Description
A refreshing and easy-to-make Asian cucumber salad that is perfect for a light meal or side dish.
Ingredients
Scale
- 2 large cucumbers
- 1/4 cup rice vinegar
- 2 tablespoons soy sauce
- 1 tablespoon sesame oil
- 1 tablespoon sugar
- 1 teaspoon grated ginger
- 1 clove garlic, minced
- 2 green onions, sliced
- 1 tablespoon sesame seeds
Instructions
- Wash and slice the cucumbers thinly.
- In a bowl, whisk together rice vinegar, soy sauce, sesame oil, sugar, ginger, and garlic.
- Add the sliced cucumbers to the dressing and toss to coat.
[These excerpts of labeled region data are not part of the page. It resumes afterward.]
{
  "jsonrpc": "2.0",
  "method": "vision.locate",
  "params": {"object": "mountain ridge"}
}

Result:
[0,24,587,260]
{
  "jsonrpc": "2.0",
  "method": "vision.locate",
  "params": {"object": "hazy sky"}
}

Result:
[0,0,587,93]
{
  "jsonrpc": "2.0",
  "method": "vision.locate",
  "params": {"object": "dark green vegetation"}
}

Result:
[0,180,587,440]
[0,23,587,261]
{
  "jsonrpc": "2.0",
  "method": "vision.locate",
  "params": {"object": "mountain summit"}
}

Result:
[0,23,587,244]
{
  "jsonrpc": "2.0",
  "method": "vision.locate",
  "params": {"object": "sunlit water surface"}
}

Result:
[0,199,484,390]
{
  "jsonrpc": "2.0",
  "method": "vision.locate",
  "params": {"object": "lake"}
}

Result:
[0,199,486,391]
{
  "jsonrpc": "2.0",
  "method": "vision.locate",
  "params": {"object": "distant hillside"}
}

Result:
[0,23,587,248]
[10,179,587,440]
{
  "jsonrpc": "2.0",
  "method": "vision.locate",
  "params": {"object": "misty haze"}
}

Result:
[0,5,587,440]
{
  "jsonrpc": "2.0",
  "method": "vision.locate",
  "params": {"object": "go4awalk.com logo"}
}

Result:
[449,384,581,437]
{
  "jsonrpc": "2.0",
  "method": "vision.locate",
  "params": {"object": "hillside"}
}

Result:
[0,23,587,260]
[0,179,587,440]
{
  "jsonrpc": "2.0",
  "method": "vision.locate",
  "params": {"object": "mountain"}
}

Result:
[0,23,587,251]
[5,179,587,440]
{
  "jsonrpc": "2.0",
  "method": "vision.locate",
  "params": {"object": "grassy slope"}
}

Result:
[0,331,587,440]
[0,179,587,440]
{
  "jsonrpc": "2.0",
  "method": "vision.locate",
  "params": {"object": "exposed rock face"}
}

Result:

- Let the salad sit for at least 10 minutes to allow the flavors to meld.
- Before serving, sprinkle with green onions and sesame seeds.
Notes
- For extra crunch, you can add sliced bell peppers or carrots.
- This salad can be made ahead of time and stored in the refrigerator for up to 2 days.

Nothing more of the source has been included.